I could blame the nagging ‘waste-not‘ guilt for frustrating the flow of my writing. I could blame three early morning trips to London on crowded trains, or  alien dust settling on my skin … whatever …  my body succumbed to the annual purge of flu. So a week ago I sneezed and coughed through fever and chills. Sweaty nights occasioned surreal dreams and visions, and there were days when I lost faith in my invulnerability, reminded that I need to clarify some matters in my Will. I survived – with tons of lemons. You’ve guessed by now that I’m shy of conventional medics, a story I won’t regale you with. The last official need for a doctor’s visit to my home was benign, and over three decades ago,  after I’d given birth to a healthy baby in deepest rural Somerset.

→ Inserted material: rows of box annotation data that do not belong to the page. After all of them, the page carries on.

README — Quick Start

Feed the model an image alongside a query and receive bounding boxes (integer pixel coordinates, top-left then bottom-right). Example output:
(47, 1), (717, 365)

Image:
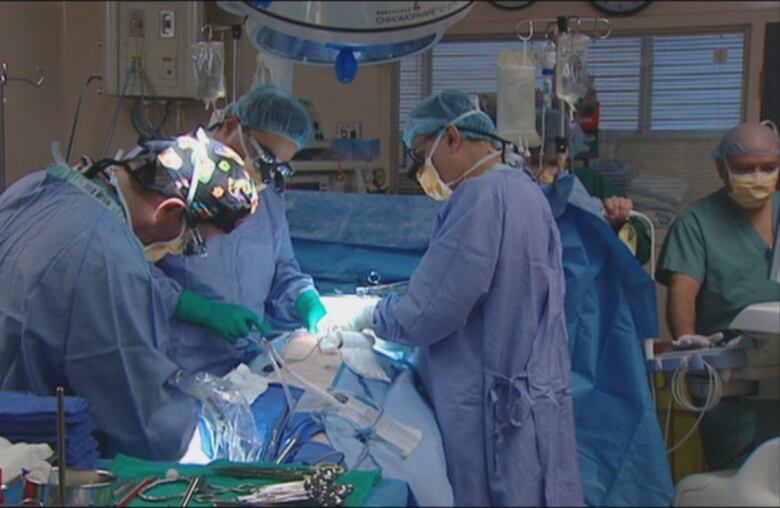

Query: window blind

(650, 33), (744, 130)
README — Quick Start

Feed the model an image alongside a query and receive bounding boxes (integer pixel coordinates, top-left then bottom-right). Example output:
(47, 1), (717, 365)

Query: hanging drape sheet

(287, 187), (673, 506)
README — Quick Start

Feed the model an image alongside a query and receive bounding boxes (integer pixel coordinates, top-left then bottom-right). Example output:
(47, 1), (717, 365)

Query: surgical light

(217, 0), (474, 83)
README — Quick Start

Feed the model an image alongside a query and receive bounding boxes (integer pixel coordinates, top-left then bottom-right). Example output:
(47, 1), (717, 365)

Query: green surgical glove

(173, 289), (271, 344)
(295, 289), (327, 333)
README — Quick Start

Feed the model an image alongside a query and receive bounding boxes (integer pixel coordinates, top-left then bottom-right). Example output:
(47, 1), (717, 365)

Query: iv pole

(0, 62), (46, 194)
(515, 16), (612, 169)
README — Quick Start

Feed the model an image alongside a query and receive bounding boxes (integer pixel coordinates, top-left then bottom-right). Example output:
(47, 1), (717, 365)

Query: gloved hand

(319, 295), (381, 332)
(672, 332), (723, 350)
(295, 289), (327, 333)
(173, 289), (271, 344)
(604, 196), (634, 226)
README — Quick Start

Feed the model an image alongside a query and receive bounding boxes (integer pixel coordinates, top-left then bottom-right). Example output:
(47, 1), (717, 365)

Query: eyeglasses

(725, 161), (780, 175)
(249, 136), (295, 191)
(405, 131), (440, 180)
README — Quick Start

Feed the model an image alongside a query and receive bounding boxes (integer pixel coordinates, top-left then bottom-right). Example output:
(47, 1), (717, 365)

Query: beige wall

(0, 2), (65, 185)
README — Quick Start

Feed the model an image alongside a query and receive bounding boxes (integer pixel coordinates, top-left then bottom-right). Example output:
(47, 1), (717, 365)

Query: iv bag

(496, 51), (541, 151)
(555, 33), (590, 111)
(192, 41), (225, 109)
(252, 51), (293, 93)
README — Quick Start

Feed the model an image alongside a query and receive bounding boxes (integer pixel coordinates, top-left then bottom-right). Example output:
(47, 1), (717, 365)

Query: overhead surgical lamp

(217, 0), (474, 83)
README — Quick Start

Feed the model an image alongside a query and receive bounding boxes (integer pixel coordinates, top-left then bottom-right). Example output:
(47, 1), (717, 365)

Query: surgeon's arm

(666, 273), (701, 338)
(62, 231), (199, 460)
(263, 191), (324, 327)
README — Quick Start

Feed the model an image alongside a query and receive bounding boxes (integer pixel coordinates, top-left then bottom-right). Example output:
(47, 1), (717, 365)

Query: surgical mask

(726, 164), (778, 210)
(417, 110), (501, 201)
(144, 222), (187, 263)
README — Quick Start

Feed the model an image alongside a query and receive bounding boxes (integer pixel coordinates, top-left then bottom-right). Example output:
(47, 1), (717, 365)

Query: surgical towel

(286, 191), (441, 294)
(325, 356), (454, 506)
(545, 181), (673, 506)
(0, 391), (99, 468)
(109, 454), (382, 506)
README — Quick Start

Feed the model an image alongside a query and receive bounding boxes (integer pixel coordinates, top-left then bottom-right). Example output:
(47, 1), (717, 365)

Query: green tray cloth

(108, 454), (382, 506)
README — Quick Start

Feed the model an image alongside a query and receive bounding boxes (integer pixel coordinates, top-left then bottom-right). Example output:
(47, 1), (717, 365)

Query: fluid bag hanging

(192, 41), (226, 109)
(496, 51), (541, 152)
(555, 33), (590, 111)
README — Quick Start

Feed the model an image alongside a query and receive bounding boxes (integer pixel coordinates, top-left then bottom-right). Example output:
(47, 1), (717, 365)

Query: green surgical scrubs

(574, 168), (650, 265)
(656, 189), (780, 470)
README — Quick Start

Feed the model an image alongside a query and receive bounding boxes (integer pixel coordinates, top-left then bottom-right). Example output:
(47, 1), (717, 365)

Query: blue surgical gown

(157, 187), (314, 375)
(374, 165), (583, 506)
(0, 166), (198, 460)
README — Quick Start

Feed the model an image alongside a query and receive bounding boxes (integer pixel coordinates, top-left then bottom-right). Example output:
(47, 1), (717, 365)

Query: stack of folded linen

(0, 391), (99, 468)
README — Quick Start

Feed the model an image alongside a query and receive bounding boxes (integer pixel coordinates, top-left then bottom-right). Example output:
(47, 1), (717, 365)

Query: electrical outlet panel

(104, 1), (205, 98)
(335, 122), (361, 139)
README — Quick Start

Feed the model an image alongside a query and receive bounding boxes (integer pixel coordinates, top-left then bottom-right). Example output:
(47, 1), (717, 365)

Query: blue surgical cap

(218, 85), (312, 149)
(404, 90), (496, 146)
(536, 108), (587, 157)
(711, 121), (780, 161)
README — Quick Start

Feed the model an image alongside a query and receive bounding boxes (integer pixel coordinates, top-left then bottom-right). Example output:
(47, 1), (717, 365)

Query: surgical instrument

(57, 386), (66, 506)
(0, 62), (46, 194)
(274, 436), (298, 464)
(116, 476), (157, 508)
(179, 475), (205, 507)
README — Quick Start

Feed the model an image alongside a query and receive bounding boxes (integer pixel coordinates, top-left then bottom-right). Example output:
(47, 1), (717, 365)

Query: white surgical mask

(144, 221), (187, 263)
(728, 169), (778, 210)
(107, 167), (133, 231)
(417, 109), (501, 201)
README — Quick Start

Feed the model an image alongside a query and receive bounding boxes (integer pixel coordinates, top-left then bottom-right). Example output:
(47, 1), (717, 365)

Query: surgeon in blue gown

(158, 85), (325, 375)
(0, 130), (260, 460)
(322, 90), (583, 506)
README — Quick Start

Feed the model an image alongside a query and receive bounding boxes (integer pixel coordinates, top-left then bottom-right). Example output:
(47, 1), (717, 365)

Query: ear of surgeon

(712, 121), (780, 210)
(403, 90), (501, 200)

So last Sunday, following a week of altered states, I ventured out to put petrol in my car. I support small enterprises for their human idiosyncrasies. The cashier gazed absent-mindedly over the forecourt and across the street towards a line of taxies, while automatically debiting my Visa and, at my want, pressing another button to produce a tax receipt. Sensing a process at work, I said, ‘You’re bored.’

His head moved independently from his neck. You may remember the craze of bubble-head mascots:  http://en.wikipedia.org/wiki/Bobblehead that’s exactly how his head moved while his eyes rolled in their sockets to take note of my witnessing. His mouth then rounded and huffed before emitting a speech he must have rehearsed all morning. Slow, precise thoughts poured out, including snippets of existential dialogues he had had with taxi drivers from across the road. Written down, it could have edged itself towards some literary prize. His exposition ended with : ‘Nothing to be done. I’m bored stiff.’ Reminiscent of Beckett. Promises, waiting … in tune with my dull-witted flu-states. Missing most words, I was captivated by the man’s brilliant and spooky slaying of meaning. Another customer entered the cubicle. On leaving, some wise-crack in me I’ve no control over, said, ‘You’re reading …’ thinking, you’re observing life  from a distance, co-creating  its absurdities and joys. It’s what writers do.

 ‘Boredom is the dream bird that hatches the egg of experience. A rustling in the leaves drives him away.’   –  Walter Benjamin. 

*    *    *

This post was meant to be short and about my son and his partner, to brag a little.

Yeshen with baby croc, photo by Natasha, Aug. 2013

Yeshen with baby croc – there’s a story

Yeshen and Natasha

Yeshen and Natasha

They were engaged this year and their August journey to Australia had been a reconnaissance for their wedding plans next July, organised by Natasha’s family, who live in Darwin and Perth.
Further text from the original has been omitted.